The project will assess the political significance of the American provinces in Spain’s global economic warfare strategy and estimate the economic and social impact of this weapon in local and transatlantic societies. We hypothesize reprisals were a larger, international, policy of economic warfare, where the Americas played a crucial role not as an aggregated satellite of Spain, but as an indispensable element for the strategic success of these measures at a local and global scale.

About the project

Project manager
Eleonora Poggio
Financier
The Swedish Research Council
Timetable
1 Jan 2018–31 Dec 2020
Subject
History

More about the project

Harming the enemy's economy has been a common tactic used by societies since ancient times until present.
During the 16th and 17th centuries, in the context of geopolitical competition, expanding global trade, and the rise of fiscal-military states, economic warfare measures began to be systematically used. A major strategy was the general reprisal, a coordinated action including embargoes, blockades, and retaliation against rulers who had violated international agreements and treaties, as a non-violent form of material restitution, revenge, or diplomatic pressure. Recognized as an undoubted factor of history change, economic warfare strategies are currently poorly understood and have mainly been studied from the European angle. Taking a post-colonial perspective, this project will study the American dimension of general reprisals.

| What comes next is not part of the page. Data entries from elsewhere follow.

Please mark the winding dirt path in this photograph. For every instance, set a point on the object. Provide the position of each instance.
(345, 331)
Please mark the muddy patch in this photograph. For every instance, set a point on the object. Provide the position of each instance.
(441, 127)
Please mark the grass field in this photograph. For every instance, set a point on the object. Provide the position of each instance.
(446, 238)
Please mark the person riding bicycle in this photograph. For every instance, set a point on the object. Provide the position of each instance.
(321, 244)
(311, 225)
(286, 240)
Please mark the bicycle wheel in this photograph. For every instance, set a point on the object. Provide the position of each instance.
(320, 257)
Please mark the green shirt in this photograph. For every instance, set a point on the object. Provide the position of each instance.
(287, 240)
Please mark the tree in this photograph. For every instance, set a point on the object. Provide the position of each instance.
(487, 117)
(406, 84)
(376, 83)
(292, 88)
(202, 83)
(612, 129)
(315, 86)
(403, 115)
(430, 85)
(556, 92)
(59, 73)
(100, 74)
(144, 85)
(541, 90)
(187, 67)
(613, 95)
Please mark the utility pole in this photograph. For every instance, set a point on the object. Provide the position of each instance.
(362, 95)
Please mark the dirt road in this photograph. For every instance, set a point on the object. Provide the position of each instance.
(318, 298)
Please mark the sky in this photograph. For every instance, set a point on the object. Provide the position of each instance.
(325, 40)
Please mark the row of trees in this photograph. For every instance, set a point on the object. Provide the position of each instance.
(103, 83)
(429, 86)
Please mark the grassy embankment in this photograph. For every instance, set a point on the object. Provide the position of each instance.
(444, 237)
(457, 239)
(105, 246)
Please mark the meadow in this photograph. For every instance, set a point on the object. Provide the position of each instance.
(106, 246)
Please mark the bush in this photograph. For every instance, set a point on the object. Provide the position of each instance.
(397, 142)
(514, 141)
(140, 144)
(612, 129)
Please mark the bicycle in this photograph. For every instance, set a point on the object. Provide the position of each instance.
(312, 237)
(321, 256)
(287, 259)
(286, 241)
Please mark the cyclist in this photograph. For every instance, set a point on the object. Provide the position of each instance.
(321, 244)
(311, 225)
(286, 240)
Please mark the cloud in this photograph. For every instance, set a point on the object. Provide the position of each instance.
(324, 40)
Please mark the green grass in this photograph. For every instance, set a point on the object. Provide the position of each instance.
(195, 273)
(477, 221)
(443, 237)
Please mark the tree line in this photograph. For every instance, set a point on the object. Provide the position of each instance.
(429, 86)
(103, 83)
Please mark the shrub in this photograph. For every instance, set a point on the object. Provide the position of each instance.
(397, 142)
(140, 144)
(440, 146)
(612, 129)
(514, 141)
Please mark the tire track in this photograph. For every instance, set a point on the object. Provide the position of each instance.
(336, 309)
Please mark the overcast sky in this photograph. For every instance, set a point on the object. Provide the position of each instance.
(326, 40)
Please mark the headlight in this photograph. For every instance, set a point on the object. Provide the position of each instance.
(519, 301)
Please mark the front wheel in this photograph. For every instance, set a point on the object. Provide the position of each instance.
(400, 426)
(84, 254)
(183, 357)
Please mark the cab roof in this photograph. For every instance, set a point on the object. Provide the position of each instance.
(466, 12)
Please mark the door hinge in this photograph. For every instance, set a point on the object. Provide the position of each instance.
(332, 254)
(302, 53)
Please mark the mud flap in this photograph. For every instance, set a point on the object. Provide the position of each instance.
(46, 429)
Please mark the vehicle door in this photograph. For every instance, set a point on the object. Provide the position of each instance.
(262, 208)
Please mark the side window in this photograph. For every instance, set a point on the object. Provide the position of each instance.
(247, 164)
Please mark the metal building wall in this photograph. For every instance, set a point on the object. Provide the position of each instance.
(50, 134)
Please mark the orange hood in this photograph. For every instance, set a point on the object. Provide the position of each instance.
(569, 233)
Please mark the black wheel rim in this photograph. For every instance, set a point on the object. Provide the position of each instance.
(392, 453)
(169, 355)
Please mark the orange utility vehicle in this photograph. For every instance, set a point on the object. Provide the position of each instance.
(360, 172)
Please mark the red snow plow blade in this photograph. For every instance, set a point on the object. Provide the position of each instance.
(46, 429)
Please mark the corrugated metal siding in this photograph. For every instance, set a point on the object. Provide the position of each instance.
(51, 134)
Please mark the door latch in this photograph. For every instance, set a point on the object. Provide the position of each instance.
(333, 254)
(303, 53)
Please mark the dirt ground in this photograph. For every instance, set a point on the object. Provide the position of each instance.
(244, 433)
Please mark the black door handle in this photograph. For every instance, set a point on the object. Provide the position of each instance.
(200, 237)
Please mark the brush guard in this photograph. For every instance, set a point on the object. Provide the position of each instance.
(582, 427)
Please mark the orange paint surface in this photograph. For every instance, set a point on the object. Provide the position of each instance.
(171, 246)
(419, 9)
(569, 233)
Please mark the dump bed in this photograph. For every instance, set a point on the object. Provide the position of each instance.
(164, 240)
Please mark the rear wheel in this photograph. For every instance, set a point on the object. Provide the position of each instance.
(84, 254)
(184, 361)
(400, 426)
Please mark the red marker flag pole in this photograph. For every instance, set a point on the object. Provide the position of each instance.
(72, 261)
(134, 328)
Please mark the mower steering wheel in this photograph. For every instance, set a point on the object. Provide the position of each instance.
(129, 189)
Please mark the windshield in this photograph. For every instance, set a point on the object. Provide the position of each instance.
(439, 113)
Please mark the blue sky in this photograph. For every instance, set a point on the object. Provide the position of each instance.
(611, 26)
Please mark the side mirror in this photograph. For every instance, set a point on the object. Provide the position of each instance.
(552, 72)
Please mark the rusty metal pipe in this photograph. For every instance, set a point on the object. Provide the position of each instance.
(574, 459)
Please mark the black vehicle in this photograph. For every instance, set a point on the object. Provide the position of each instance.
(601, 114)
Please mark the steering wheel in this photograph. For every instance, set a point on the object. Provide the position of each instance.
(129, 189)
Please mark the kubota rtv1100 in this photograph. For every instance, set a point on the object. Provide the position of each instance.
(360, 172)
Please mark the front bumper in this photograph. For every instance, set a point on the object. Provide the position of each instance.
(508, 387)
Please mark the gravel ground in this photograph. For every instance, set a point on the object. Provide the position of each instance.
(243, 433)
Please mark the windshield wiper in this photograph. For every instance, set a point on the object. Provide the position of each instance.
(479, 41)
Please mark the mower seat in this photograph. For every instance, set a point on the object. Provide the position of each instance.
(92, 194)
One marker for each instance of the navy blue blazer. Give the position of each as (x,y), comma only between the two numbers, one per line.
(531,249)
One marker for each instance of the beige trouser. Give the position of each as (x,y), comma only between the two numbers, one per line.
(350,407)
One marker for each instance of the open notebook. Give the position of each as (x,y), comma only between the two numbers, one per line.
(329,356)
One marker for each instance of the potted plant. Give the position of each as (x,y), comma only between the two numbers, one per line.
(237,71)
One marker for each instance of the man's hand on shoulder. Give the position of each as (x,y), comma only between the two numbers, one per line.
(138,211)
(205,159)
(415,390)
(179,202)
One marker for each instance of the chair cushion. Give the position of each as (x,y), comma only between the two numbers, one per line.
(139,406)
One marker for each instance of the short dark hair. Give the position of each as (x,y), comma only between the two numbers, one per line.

We will analyze six general reprisals that we have discovered were carried out in New Spain during their critical formation phase in the 17th century. The project will assess the political significance of the American provinces in Spain's global economic warfare strategy and estimate the economic and social impact of this weapon in local and transatlantic societies. We hypothesize reprisals were a larger, international, policy of economic warfare, where the Americas played a crucial role not as an aggregated satellite of Spain, but as an indispensable element for the strategic success of these measures at a local and global scale.